Cryptosporidium spp. and Giardia duodenalis are an important food borne parasites which cause gastrointestinal disease in animals and humans. Globally, they are ranked high among the most important foodborne pathogens by FAO and WHO. The overall objective of the present study is to use a multi-disciplinary, One Health approach to tackle issues associated with foodborne parasites, addressing existing gaps in our knowledge regarding occurrence, transmission, epidemiology, harmonization of methods, and prevention. Within present study we aimed to characterise the epidemiology of Cryptosporidium spp. and G. duodenalis and potential transmission routes by summarizing the available data about human cases of cryptosporidiosis and giardiasis in Latvia data from studies regarding Cryptosporidium spp. and G. duodenalis
prevalence and molecular diversity in food producing and companion animals. Cryptosporidiosis cases in humans have only been reported since 2009, with a total of 71 cases being reported from then until 2020 (mean: 6 cases per year, range: 2–23 cases per year). Meanwhile, from 2000 to 2020, a total of 1,000 cases of giardiasis were reported (mean: 48 cases per year, range: 3–172 cases per year).

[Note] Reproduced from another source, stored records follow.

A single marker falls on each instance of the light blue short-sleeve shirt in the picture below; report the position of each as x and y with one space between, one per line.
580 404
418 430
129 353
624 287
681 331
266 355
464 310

Cryptosporidium spp. were shed by 33.8% of the investigated cattle and 15.2% of companion dogs, while G. duodenalis were shed by 5.9% of the investigated cattle and 11.9% of companion dogs. Findings of C. parvum species and most common subtype IIaA15G2R1 and presence of G. duodenalis assemblage A in animals highlights the zoonotic potential of those pathogens in Latvia. The zoonotic aspects of Cryptosporidium spp. and G. duodenalis needs to be taken into account, and need to be addressed in future studies.
This study was funded by the European Regional Development Fund “184.108.40.206. “Post-doctoral research aid” “One Health” multidisciplinary approaches for epidemiology and prevention of selected parasitic zoonosis (OMEPPAZ), (220.127.116.11/VIAA/1/16/204)”.
- 3.4. Other publications in conference proceedings (including local)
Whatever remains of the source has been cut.